Inner wall of the oil inlet 3

Cooling duct 4

Cover 5

Oil spray nozzle 6

Oil jet 7

Cylinder 8

Burn tray 9

Cross-sectional area A, C

Cross-sectional entry area B, D

Top dead center OT

Claims

claims

1. Oil inlet for a piston provided with a cooling channel of an internal combustion engine, with an approximately circular cover of the cooling channel to which the oil inlet is attached and the cooling channel via the oil inlet by means of an oil spray nozzle which is firmly connected to the engine housing from the crank chamber through the free interior of the piston shaft A free jet of cooling oil can be applied, characterized in that the inner wall surface (3) of the oil inlet (2) is shaped according to a function of a single-shell rotary hyperboloid or an area-limited torus, the shape being dependent on the oil spray nozzle (6) of the cooling oil jet (7) is determined in relation to the cross-sectional entry surface (B, D) of the oil inlet.

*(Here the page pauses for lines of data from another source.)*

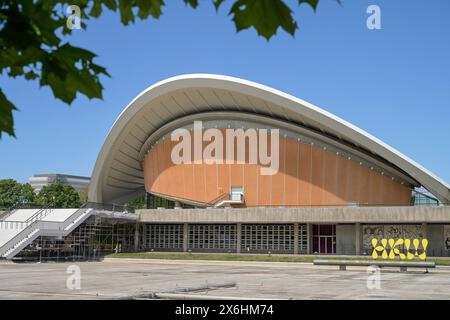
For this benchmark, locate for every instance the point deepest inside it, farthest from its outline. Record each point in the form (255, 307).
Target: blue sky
(394, 83)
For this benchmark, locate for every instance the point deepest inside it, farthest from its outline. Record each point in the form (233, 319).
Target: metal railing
(53, 226)
(109, 207)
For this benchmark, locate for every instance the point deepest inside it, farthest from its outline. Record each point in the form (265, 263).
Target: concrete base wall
(418, 214)
(435, 236)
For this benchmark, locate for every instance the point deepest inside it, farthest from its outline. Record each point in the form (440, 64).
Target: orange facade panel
(307, 176)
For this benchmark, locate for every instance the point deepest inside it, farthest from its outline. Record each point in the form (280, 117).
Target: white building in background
(38, 181)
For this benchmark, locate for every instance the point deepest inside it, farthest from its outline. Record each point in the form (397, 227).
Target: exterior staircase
(35, 226)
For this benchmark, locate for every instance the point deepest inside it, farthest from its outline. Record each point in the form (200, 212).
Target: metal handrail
(109, 207)
(39, 224)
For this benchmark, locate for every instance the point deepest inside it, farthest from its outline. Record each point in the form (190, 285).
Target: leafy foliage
(58, 195)
(33, 34)
(14, 193)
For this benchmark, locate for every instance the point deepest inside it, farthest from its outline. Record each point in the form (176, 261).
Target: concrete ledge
(417, 214)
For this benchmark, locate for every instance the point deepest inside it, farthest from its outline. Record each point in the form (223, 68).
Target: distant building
(38, 181)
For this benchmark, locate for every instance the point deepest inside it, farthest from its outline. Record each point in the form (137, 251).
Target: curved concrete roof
(118, 176)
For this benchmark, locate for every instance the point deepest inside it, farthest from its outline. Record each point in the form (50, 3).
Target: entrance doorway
(324, 238)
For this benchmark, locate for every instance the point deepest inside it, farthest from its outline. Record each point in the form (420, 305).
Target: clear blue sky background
(393, 83)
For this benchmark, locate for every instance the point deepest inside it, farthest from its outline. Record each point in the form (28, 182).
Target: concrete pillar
(238, 237)
(358, 238)
(185, 237)
(136, 237)
(144, 244)
(308, 237)
(295, 238)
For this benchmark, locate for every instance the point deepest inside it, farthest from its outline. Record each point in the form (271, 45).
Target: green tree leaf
(31, 40)
(266, 16)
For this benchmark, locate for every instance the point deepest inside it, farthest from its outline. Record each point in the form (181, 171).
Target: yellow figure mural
(393, 250)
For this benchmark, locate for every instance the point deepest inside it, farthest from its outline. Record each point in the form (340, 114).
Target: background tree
(58, 195)
(138, 203)
(33, 40)
(15, 193)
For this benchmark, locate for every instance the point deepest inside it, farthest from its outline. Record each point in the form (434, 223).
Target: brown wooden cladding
(307, 176)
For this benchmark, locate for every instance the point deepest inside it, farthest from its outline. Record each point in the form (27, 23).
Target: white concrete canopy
(118, 176)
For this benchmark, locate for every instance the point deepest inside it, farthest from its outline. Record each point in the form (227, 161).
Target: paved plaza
(126, 278)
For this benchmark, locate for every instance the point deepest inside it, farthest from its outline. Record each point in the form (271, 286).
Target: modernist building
(335, 189)
(38, 181)
(332, 187)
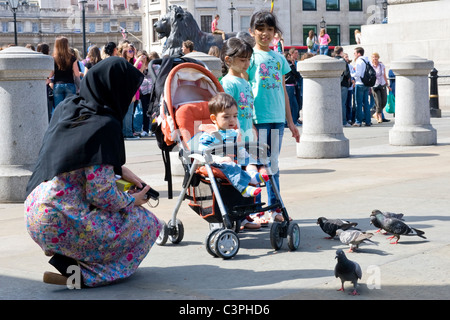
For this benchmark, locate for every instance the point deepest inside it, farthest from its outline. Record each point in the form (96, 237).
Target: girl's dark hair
(235, 48)
(264, 17)
(109, 48)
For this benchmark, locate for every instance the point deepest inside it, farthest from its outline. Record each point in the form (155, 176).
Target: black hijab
(86, 129)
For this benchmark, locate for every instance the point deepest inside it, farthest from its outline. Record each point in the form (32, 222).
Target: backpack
(370, 77)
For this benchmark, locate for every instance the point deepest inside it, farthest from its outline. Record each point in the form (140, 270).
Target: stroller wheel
(293, 236)
(176, 231)
(276, 240)
(209, 243)
(226, 244)
(163, 235)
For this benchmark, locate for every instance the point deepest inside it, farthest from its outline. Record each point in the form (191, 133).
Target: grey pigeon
(329, 226)
(347, 270)
(386, 214)
(396, 227)
(354, 238)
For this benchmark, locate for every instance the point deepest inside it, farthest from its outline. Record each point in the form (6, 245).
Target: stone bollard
(412, 112)
(322, 132)
(23, 117)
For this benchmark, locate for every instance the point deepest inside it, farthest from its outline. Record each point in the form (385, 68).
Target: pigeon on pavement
(329, 226)
(347, 270)
(354, 238)
(396, 227)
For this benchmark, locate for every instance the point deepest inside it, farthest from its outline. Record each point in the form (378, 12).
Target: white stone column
(412, 112)
(322, 131)
(23, 117)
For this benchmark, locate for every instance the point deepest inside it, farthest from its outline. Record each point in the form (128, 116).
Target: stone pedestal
(412, 112)
(322, 133)
(23, 117)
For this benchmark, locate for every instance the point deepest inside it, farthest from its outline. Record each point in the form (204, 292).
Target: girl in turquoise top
(271, 106)
(236, 54)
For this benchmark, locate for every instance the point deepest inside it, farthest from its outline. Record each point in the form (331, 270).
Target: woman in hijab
(74, 209)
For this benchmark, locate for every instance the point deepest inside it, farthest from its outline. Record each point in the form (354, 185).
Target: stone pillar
(23, 117)
(322, 132)
(412, 113)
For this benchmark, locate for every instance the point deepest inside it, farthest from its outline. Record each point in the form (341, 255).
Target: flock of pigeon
(348, 270)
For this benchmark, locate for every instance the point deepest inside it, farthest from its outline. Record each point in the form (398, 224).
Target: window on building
(306, 28)
(352, 29)
(106, 26)
(333, 5)
(309, 5)
(205, 23)
(19, 26)
(355, 5)
(335, 34)
(91, 27)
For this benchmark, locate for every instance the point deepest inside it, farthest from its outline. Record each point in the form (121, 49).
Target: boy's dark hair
(264, 17)
(220, 102)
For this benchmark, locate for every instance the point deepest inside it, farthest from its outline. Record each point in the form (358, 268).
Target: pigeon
(354, 238)
(347, 270)
(396, 227)
(329, 226)
(386, 215)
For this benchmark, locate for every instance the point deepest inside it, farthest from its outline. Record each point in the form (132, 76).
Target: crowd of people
(74, 208)
(70, 68)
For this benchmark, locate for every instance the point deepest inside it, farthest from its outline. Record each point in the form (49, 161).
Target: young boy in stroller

2. Oil inlet according to claim 1, characterized in that the inner wall surface (2) of the oil inlet (3) at an approximately perpendicular jet position of the cooling oil jet to the cross-sectional opening area (B) has a shape which in the rectangular coordinate system (x, y) by rotation of the Hyperbolic function y = + b / a * x ² -a ² arises around its y-axes, where a = 6 mm, b = 5 mm and the cross-sectional entry area (B) through a parallel cut at a distance of y _B = c = 8 mm x-axis is formed.

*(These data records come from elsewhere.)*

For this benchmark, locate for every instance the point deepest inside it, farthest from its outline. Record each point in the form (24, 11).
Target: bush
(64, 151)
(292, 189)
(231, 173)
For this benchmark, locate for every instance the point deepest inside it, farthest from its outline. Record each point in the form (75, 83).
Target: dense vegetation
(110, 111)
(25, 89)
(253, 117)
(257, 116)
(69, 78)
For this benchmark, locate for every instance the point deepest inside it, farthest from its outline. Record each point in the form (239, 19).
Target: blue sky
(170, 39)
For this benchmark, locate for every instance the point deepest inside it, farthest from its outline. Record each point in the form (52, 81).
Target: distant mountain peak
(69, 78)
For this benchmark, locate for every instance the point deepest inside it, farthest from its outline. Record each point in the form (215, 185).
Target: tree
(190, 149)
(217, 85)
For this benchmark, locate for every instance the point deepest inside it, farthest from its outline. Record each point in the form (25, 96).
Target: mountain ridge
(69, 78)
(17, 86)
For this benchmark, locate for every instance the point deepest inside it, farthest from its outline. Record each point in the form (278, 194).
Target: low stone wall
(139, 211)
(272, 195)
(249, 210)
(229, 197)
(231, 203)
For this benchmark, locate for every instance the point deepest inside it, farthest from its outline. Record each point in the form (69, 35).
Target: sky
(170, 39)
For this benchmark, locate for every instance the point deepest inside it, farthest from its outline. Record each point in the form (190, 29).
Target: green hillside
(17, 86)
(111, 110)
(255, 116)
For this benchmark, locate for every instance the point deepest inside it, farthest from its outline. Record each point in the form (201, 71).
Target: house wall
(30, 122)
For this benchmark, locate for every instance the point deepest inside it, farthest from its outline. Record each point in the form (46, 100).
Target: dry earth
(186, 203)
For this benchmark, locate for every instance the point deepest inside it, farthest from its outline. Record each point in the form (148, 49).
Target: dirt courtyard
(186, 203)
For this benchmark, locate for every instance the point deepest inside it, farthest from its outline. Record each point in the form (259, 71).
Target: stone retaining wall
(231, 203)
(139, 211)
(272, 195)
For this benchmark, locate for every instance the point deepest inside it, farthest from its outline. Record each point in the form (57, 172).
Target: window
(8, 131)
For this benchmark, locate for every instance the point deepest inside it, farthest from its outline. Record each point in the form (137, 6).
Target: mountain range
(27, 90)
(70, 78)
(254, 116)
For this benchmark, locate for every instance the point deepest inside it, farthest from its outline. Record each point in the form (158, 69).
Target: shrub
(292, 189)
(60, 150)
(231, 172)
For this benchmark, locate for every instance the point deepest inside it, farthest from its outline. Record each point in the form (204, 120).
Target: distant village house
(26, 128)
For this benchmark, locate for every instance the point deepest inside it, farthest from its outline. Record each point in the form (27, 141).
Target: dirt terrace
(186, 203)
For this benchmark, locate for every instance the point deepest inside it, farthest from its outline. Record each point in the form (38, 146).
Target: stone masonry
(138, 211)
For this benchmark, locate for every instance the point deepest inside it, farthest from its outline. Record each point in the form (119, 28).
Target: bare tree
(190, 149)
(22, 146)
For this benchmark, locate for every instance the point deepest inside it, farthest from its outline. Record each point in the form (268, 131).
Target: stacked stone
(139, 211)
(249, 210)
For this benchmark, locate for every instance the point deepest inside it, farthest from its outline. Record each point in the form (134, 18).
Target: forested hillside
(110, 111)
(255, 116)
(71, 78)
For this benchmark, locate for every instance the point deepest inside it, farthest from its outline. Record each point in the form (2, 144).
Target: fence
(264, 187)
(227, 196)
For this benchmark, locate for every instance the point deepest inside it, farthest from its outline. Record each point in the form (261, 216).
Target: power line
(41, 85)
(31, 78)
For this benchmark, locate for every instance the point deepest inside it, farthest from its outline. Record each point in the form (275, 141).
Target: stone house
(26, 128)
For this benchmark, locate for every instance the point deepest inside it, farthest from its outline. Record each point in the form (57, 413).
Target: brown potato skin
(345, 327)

3. Oil inlet according to claim 1, characterized in that the inner wall surface (2) of the oil inlet (3) at an oblique jet position of the free cooling oil jet (7) with lying in each stroke position of the piston within the cross-sectional entry surface (D) of the oil inlet (2) Beam has the shape of a toroid which in the rectangular coordinate system (x, y, z) at a distance r = 20 mm from the y axis by rotating a circle with the radius R around the y axis, which is parallel to the circular surface and does not intersect the circle, where r = 20 mm, R = 13 mm and the total height h of the oil inlet is 12 mm.

4. Oil inlet according to claim 1, characterized in that the cross-sectional areas (A, C) of the oil inlet (3) are arranged approximately in the plane of the annular cover (5) of the cooling channel (4).

5. Oil inlet according to claim 2, characterized in that the cross-sectional area (A) determined by the functional constant a corresponds approximately to the oil jet cross-section at top dead center (TDC) of the piston.